5- Les oppositions réduites au silence
Au cours des débats, les oppositions de droite comme de gauche ont dénoncé ce projet considéré comme un “blanc-seing” qui “enjambe” les élections présidentielles et législatives.
Une motion de rejet du texte présentée par la France Insoumise, soutenue par les oppositions de tous bords, a été retoquée -71 voix pour, 119 contre – en début de séance.
Le Sénat et les oppositions au Palais Bourbon plaidaient pour la date du 28 février, qui aurait contraint l’exécutif à revenir avant les élections devant les chambres.
Pour le député LR Julien Dive, le pouvoir «a peur d’un débat sur ce sujet à quelques semaines de l’élection présidentielle».

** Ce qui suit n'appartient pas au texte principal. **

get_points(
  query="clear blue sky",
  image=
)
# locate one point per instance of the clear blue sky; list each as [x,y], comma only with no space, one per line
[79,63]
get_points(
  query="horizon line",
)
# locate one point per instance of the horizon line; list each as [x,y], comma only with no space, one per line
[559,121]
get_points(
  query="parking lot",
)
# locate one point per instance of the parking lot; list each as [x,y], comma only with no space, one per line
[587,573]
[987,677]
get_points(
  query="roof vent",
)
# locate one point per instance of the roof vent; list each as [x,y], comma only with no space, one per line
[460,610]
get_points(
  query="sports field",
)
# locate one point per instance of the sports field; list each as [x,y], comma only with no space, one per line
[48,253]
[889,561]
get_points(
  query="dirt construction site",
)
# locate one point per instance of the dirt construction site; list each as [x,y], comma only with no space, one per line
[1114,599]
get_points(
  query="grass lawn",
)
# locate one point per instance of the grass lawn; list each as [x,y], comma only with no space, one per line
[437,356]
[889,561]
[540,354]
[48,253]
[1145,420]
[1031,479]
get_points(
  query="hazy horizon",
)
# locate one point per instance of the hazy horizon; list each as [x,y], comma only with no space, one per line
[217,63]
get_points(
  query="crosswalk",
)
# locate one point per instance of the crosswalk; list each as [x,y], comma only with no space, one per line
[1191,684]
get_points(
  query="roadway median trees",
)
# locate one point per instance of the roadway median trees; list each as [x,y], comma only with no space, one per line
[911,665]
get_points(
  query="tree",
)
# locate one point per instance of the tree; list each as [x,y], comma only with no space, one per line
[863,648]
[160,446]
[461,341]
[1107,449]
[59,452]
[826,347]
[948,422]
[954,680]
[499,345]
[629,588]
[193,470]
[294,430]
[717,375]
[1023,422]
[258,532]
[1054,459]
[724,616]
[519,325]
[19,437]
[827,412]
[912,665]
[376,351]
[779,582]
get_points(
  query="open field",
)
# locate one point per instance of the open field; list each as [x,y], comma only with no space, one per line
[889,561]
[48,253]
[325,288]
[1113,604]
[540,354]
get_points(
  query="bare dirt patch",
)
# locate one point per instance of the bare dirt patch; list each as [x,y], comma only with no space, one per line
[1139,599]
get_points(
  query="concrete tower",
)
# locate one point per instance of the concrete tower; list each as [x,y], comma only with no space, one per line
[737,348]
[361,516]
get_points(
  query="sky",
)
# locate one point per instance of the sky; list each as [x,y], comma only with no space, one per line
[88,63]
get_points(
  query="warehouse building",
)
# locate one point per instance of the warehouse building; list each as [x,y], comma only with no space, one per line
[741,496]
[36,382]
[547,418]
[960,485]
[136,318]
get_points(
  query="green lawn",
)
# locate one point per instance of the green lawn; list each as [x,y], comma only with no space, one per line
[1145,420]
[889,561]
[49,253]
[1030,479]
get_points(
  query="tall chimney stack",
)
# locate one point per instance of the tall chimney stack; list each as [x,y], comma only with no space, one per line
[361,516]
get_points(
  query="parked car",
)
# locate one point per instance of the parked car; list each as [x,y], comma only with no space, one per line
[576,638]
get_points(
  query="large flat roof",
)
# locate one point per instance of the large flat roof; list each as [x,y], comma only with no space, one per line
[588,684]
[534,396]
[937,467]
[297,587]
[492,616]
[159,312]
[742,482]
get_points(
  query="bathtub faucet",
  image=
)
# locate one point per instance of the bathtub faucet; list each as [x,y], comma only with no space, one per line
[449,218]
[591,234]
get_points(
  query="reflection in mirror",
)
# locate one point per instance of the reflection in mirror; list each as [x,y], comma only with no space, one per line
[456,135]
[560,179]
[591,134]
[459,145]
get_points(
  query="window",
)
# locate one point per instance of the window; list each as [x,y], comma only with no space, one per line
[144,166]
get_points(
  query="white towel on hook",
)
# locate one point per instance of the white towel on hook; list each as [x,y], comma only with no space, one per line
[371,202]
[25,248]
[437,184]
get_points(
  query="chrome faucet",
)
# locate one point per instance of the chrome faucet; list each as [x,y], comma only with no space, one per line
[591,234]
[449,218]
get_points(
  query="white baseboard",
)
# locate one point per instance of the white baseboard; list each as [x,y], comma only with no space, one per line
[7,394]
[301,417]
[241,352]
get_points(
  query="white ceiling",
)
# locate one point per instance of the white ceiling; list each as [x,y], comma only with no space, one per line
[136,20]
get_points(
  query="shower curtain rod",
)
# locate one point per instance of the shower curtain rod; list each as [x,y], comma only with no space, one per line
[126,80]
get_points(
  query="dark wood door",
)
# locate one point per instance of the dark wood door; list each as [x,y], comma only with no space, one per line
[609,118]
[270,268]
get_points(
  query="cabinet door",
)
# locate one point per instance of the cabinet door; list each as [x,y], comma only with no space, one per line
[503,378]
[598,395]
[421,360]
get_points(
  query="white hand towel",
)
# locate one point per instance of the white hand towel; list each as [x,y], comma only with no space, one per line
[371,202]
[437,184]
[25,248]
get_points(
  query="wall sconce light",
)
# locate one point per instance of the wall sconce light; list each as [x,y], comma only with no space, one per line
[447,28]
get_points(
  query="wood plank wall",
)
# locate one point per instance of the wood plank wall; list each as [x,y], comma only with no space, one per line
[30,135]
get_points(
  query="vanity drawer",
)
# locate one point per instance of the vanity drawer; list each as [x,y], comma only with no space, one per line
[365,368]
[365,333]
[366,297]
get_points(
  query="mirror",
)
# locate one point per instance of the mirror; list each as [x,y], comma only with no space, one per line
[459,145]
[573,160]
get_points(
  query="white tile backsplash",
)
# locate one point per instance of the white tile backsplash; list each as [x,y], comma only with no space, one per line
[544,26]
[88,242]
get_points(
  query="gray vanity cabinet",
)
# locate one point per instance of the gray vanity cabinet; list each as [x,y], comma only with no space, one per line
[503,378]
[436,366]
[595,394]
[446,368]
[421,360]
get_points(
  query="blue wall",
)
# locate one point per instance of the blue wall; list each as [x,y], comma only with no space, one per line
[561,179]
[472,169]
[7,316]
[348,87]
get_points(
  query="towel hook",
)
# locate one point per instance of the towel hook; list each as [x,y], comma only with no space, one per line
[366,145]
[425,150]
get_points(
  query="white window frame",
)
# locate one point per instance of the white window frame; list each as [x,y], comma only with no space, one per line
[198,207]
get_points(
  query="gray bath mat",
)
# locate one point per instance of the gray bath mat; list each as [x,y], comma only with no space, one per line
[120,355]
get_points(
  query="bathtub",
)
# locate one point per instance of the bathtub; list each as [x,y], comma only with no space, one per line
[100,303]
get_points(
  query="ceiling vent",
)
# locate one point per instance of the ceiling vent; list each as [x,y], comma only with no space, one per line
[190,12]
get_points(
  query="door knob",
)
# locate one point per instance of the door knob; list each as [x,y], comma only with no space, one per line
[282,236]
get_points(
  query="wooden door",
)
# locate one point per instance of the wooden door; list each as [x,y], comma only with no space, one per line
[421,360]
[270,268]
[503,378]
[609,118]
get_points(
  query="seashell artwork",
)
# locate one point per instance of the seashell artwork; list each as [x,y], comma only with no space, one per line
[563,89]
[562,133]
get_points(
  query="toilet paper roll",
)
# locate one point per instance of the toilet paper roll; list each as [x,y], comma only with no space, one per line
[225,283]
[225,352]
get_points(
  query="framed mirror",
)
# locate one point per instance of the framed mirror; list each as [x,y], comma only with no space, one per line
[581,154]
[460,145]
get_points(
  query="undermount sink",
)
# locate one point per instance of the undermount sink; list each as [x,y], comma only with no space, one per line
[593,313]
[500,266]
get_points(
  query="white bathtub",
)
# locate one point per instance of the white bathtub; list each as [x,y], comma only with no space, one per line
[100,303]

La socialiste Lamia El Aaraje estime quant à elle que «la demande d’un blanc-seing de huit mois est ubuesque» et «joue avec la démocratie».
«Pendant huit mois, tout va pouvoir se décider dans le Conseil de défense en irresponsabilité pénale», affirme le chef de file de LFI Jean-Luc Mélenchon.
Certains des plus hostiles ont aussi redonné de la voix contre le principe du passe et les risques de dérive vers une «société du contrôle généralisé».
Le gouvernement a, lui, rappelé qu’un débat parlementaire sur le sujet aurait lieu autour du 15 février.
«Le contrôle du Parlement est bien présent», assure Brigitte Bourguignon, ministre déléguée auprès d’Olivier Véran.
Sans convaincre les oppositions, qui réclament un examen en bonne et due forme de la politique gouvernementale avec vote décisionnel.
Les Républicains et la gauche ont d’ores et déjà prévu des recours auprès du Conseil constitutionnel.